Amazon SageMaker endpoints
Amazon SageMaker is a fully managed service to prepare data and build, train, and deploy machine learning (ML) models for any use case with fully managed infrastructure, tools, and workflows. SageMaker endpoints are used to host ML models for real-time inference use cases. For more information, visit the AWS documentation here.
Info
The current implementation uses JSON to encode the data sent in requests and decode the data received in responses.

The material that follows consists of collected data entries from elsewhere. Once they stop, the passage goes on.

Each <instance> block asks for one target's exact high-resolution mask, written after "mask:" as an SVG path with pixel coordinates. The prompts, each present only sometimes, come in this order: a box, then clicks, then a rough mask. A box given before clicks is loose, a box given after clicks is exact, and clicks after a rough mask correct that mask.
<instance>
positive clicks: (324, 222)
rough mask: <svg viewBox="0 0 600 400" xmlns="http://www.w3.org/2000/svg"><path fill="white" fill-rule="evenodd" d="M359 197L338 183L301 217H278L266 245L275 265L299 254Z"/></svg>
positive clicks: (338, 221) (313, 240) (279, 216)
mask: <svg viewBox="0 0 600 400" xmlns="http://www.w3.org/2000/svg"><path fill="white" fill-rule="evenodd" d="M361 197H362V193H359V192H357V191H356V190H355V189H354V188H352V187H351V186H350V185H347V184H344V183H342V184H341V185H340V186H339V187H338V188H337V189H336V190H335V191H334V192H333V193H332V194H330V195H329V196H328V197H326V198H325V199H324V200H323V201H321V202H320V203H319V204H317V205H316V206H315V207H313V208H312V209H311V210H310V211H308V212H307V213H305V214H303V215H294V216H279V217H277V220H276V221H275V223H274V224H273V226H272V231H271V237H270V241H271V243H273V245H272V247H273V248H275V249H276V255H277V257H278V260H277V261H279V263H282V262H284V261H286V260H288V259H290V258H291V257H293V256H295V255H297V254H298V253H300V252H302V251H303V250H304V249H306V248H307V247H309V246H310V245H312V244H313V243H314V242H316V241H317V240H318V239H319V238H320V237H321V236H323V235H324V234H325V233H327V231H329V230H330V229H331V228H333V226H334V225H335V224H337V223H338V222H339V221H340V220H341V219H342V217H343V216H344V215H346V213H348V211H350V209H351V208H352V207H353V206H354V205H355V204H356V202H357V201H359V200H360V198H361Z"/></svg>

Please ensure that your SageMaker endpoint can handle requests and responses with the Content-Type and Accept headers
set to application/json
before proceeding.
Prerequisites
The principal must have the following permissions:
Configurations
target:
type: sagemaker-endpoint
endpoint_name: my-endpoint-name
request_body:
input_text: None
temperature: 0.1
input_path: $.input_text
output_path: $.[0].generated_text
custom_attributes: my-attributes
target_model: my-model
target_variant: my-variant
target_container_hostname: my-hostname
inference_component_name: my-component-name
endpoint_name
(string)
The name of the Amazon SageMaker endpoint.
request_body
(map)
The data that is sent to the endpoint, which includes a placeholder for the prompt. During a run, the placeholder will be replaced by a prompt generated by the Evaluator. For example:
request_body:
input_text: None # prompt
temperature: 0.1
input_path
(string)
A JSONPath expression to match the field for the input prompt in the request body. For the request_body
below:
request_body:
input_text: None # prompt
temperature: 0.1
The input_path
would be $.input_text
.
output_path
(string)
A JSONPath expression to match the generated text in the response body. For example, if the endpoint returns the following:
[{ "generated_text": "Hello!" }]
The output_path
would be $.[0].generated_text
.
custom_attributes
(string; optional)
Provides additional information about a request for an inference submitted to a model hosted at an Amazon SageMaker endpoint.
target_model
(string; optional)
The model to request for inference when invoking a multi-model endpoint.
target_variant
(string; optional)
The production variant to send the inference request to when invoking an endpoint that is running two or more variants.
target_container_hostname
(string; optional)
The hostname of the container to invoke if the endpoint hosts multiple containers and is configured to use direct invocation.
inference_component_name
(string; optional)
The name of the inference component to invoke if the endpoint hosts one or more inference components.